Why did Governor Thomas Gates impose harsh laws on the Virginia colonists? Were these laws successful?
In 1609, 400 more settlers arrived in the Jamestown colony, whose population now topped 500. Because of the colonists' raids on Indian lands, Powhatan stopped assisting the English. In the winter of 1609-1610 the Jamestown settlers were desperate. Food supplies ran out, forcing the colonists to eat rodents, horses, and roots. One settler even killed and ate his wife--a crime for which he was executed. By the spring of 1610 only 60 settlers survived. These settlers were so discouraged that they prepared to abandon Virginia and return to England.
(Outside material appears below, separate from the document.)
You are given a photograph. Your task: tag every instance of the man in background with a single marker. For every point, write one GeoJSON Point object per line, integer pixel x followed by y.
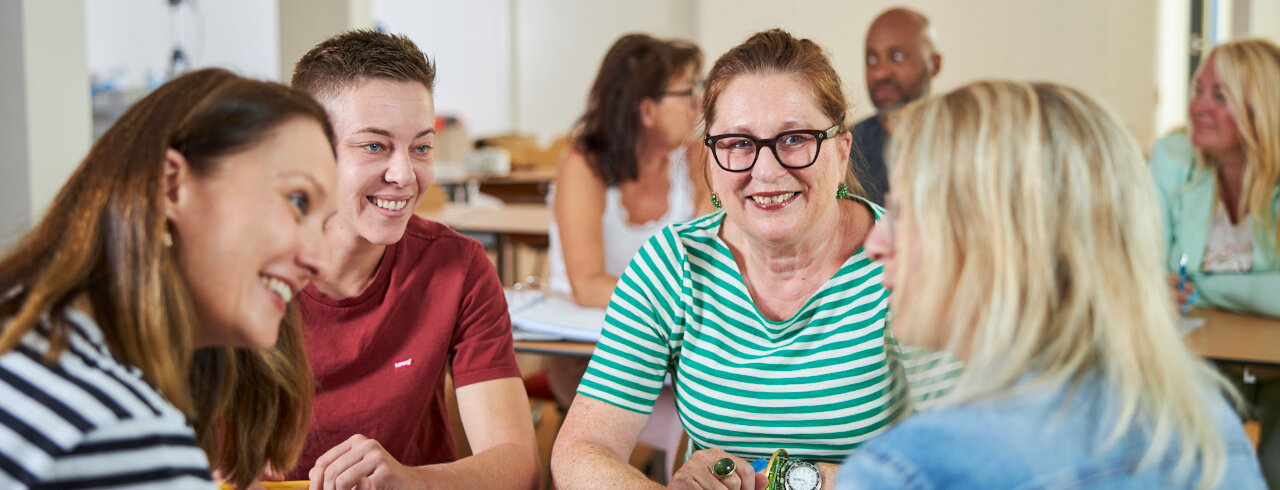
{"type": "Point", "coordinates": [900, 64]}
The English government, however, was determined to save the Virginia colony, and sent a new governor in the spring of 1610 to preserve the colony. The new governor, Sir Thomas Gates, and his Marshall, Robert Dale, imposed strict new laws on the settlers. These laws, known as Dale's Laws, established harsh physical punishments for failure to work, for stealing food or other supplies, for unauthorized dealings with local Indians, and for other offenses. Dale's Laws were an attempt to force the colonists to cooperate and do the hard work necessary to build a colony in an unfamiliar land surrounded by potentially hostile Indians. By 1614, the colonists had forced Powhatan to concede defeat and surrender the lands in the immediate vicinity of Jamestown.